Marco Civil: direito autoral e conteúdo ofensivo serão submetidos a juizado especial


A nova proposta de texto do Marco Civil da Internet, apresentado nesta quarta-feira (11) pelo relator Alessandro Molon (PT-RJ), traz dois novos parágrafos no Artigo 20, que trata da responsabilização dos provedores de conteúdo. Um deles, estebelece que causas relacionadas à honra, à reputação ou a direitos de personalidade poderão ser apresentadas perante os juizados especiais.
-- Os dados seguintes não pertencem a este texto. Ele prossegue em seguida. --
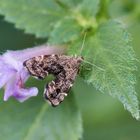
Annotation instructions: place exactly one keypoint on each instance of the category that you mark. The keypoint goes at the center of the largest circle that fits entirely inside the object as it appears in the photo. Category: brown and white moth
(64, 68)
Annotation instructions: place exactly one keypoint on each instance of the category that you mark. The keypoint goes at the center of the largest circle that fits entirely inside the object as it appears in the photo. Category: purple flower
(13, 75)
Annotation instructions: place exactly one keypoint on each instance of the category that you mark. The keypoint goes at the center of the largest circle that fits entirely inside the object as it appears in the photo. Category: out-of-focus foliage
(103, 117)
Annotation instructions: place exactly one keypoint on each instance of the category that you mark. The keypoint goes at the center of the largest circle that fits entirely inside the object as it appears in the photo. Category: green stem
(103, 13)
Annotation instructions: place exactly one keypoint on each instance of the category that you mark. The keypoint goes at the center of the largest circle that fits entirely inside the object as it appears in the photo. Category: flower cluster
(13, 75)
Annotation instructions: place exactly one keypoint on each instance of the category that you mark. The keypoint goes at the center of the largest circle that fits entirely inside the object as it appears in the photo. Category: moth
(64, 68)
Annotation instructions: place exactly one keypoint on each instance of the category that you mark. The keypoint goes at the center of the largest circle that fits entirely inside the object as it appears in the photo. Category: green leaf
(64, 31)
(110, 63)
(45, 16)
(89, 7)
(37, 17)
(36, 120)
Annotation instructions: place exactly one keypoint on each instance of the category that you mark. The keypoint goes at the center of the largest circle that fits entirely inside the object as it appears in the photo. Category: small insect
(64, 68)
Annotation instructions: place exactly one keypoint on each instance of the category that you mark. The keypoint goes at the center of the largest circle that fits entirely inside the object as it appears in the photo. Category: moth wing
(35, 66)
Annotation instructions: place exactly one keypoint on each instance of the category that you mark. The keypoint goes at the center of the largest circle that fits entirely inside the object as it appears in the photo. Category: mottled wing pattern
(64, 68)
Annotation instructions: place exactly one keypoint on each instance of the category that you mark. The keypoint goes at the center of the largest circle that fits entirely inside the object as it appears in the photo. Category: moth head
(34, 67)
Além disso, estabelece que o “juiz poderá antecipar, total ou parcialmente, os efeitos da tutela pretendida no pedido inicial, existindo prova inequívoca do fato e considerado o interesse da coletividade na disponibilização do conteúdo na internet, desde que presentes os requisitos de verossimilhança da alegação do autor e de fundado receio de dano irreparável ou de difícil reparação”.

A inclusão de novos parágrafos no Artigo 20 incomodou especialistas de internet e organizações da sociedade civil, justamente depois se as negociações com os detentores de direitos autorais e defensores da liberdade de expressão chegarem a um acordo para a redação do parágrafo segundo, que trata de retirada de conteúdo protegido. Uma das maiores preocupações é quanto o aumento do número de processos judiciais e o impacto à liberdade de expressão. 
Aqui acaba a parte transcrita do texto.